Look for more tips in bold throughout the recipe!
This time I used blackberries instead of figs because they were on sale at Costco. Also, my fig tree dropped all its fruit with the first crazy weather day in Charleston, where the temperature went from 74 degrees in the afternoon to right at 32 degrees freezing overnight. My figs were shocked but luckily the tangerine tree is sweetening from the cold by the minute!
For this recipe you will need:
1. A large canning pot
2. A rack to sit in bottom of canning pot
3. 10 mason jars with lids
4. 1 large non-reactive pot
5. 1 small bowl
Before you begin, make sure you have a large stock pot with some sort of rack at the bottom. You don’t want the jars on the bottom of the pot but floating nicely in the middle surrounded by boiling water. Turn the burner on first so that it is boiling and ready to go when you finish cooking your blackberry mixture.
Start with 9 cups of uncrushed blackberries, 4-5 cups when crushed. You will also need ¼ cup fresh lemon juice, 6 cups of sugar, and 8 tablespoons of pectin. Again, this recipe is for regular pectin, not sugar-free.
Crush your blackberries in your non-reactive pot and add lemon juice. You always need something acidic to make jam, such as lemon juice. I always add fresh lemon juice, but a lot of people say that bottled has a higher acid content and makes for a more stable jam. I personally have never had stability problems and I like the taste of fresh lemons so that is what you will find in this recipe.
In the small bowl mix the 8 tbs. of pectin with ¼ cup of the sugar. This is to stabilize the pectin as it boils. Then sprinkle over the blackberry/lemon mixture. Set the remaining sugar aside, you will add this in a minute.
Bring your blackberry mixture to a boil on the stove with the heat on high. Not a simmer, but a full rolling boil that can not be stopped by stirring. Use a wooden or rubber spoon, not a reactive metal spoon, no metallic taste here!
Once the blackberries are boiling, stir in the remaining sugar and bring back to a full boil for two minutes, stirring often. This is what activates that pectin!

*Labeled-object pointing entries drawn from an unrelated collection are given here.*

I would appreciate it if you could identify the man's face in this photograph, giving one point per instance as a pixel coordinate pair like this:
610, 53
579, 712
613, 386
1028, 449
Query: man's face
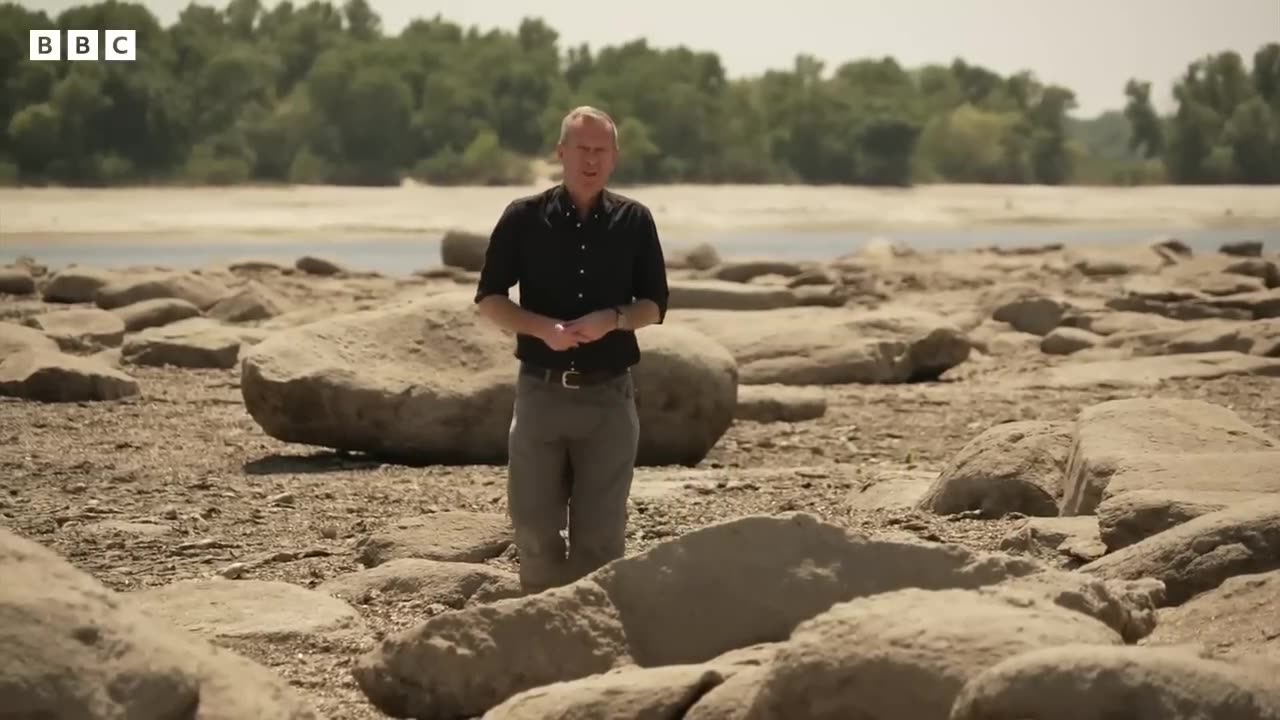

Turn off burner and make sure your jars are dry and ready to go. Place funnel on jar and add cooked blackberry jelly to 1/4inch from top of jar. Center lid on jar then screw on band until just fingertip tight.
They are ready to go in the canner!
Place jars in the boiling water. My rack will only hold 5 at a time so I did this in two batches.
Let jars boil for 10 minutes at sea level, more if you are at any kind of altitude. You want all of the jars rid of bacteria.
To take them out I used jar clamps, which you can buy on Amazon for under $10. I have used grill tongs in the past which worked great too.
Once you remove the jars, you want to let them sit in the same place for 12 hours without being disturbed. Place them on a towel in a low traffic area in your kitchen and allow to sit overnight. As the jars cool you will hear the popping noise of the jars, which is how you know the canning process worked and they are completely vacuum sealed. After a couple of hours of cooling you can touch the top of the jar and if it doesn’t pop up and down then you know it worked.
Now you have 10 8oz. jars of blackberry jam! Barely any cooking and only 2 bowls and a spoon to clean up! Easier than you can imagine. Also, this recipe can be used with any high acid fruits, such as strawberries and raspberries. I hope you enjoy!